|Diggin' this German one sheet!|
Right from the start of the film Craven throws us into a world of shadows, bizarre imagery (what’s up with that goat in the beginning sequence?) and hair raising sounds that can only be found in our wildest nightmares. The dreamscape in which Craven has painted really leaves the door open for just about anything the imagination can come up with. This is why the film works so well. The line between the dream world and real world are entirely skewed and in many instances blend so well together you begin to wonder is this a dream or not?
|Not even the tub is safe in Craven's imaginative tale!|
The sequence in which Nancy encounters her dead friend Tina outside her English class doorway is especially well filmed. As a fellow classmate is reading an excerpt from Shakespeare, Nancy falls asleep and the dream begins. Tina calls her name and is seen standing in the doorway, still in the blood splattered plastic body bag. A nice touch is hearing the other classmate’s voice descend into a very slow deep guttural tone while reading the passage and mentioning “bad dreams”. I still need to find out if that was actually from Shakespeare or not. (I’m sure someone can tell me!) Nancy follows the blood trail down the hall and runs into the hall monitor who is wearing a sweater identical to Freddy Krueger’s, the films villain.

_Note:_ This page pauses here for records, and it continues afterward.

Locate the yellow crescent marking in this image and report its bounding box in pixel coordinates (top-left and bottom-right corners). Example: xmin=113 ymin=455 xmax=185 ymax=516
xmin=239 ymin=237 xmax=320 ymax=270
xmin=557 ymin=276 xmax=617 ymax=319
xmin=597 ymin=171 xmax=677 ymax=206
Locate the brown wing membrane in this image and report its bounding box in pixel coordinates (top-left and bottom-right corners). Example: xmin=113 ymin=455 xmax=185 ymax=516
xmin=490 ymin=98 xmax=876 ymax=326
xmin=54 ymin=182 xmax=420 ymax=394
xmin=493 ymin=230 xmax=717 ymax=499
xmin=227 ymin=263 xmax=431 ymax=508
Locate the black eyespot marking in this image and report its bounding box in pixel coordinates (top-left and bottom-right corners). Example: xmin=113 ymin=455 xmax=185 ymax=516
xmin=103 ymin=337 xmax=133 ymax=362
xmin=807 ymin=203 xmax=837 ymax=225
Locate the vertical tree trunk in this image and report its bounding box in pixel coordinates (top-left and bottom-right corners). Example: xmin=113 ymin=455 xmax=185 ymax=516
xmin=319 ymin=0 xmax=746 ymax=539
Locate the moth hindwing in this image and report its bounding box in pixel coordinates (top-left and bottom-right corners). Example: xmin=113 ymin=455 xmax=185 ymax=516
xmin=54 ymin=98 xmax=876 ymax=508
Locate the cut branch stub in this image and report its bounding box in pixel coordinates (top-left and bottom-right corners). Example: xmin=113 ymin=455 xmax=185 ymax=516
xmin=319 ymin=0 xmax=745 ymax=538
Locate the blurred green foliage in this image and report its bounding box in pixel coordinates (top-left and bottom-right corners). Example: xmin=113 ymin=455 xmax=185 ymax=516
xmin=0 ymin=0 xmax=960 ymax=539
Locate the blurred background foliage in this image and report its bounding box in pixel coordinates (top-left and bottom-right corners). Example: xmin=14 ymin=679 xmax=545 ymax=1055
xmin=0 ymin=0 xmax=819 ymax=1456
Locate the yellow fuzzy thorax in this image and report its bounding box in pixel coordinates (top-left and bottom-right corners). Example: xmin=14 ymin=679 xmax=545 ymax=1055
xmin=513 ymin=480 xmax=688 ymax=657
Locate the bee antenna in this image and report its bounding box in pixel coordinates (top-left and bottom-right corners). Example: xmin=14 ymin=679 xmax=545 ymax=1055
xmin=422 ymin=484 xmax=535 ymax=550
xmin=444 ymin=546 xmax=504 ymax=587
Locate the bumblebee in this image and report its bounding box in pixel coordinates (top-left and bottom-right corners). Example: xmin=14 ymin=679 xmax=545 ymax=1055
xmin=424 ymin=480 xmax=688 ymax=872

|The icon......Freddy Krueger (Robert Englund)|
Krueger (Robert Englund), as fans know, is a child killer who was lynched by parents in the town many years ago and burned alive in the old boiler room of the factory he was employed. Years later Krueger returns in the dreams of the children of those parents and begins to murder them in their nightmares, a revenge aspect of the story that is finally revealed in the last reel of the film. Craven came up with a great “gimmick” for Freddy, the glove fitted with finger knives. The glove alone is now iconic to horror fans and casual movie fans alike.
A Nightmare on Elm Street was made a little less than $2 million, a budget it supposedly made back in its first week run in U.S. theaters. It was proof that a low budget, independent film could entertain with the best Hollywood blockbusters at the time. Craven knew he had a hit and that eventually would lead to eight more Nightmare films (I’m counting the Freddy Vs. Jason crossover and the remake of 2010) and place Craven in the forefront of horror directors even though he only directed two other Nightmare sequels (Part 3: Dream Warriors and New Nightmare respectively). Craven was already well known in the horror genre for his gritty early efforts and cult classics such as Last House on the Left (1972) and The Hills Have Eyes (1977). The success of Nightmare seemed to restart his directing career and Craven directed two television movies and three theatrical films, which included The Hills Have Eyes Part 2 (1985) in the span of two years!
So to you Mr. Craven, I tip my ratty, moldy and blood spattered hat. Thank you for giving us horror fans a nightmare we never want to wake up from!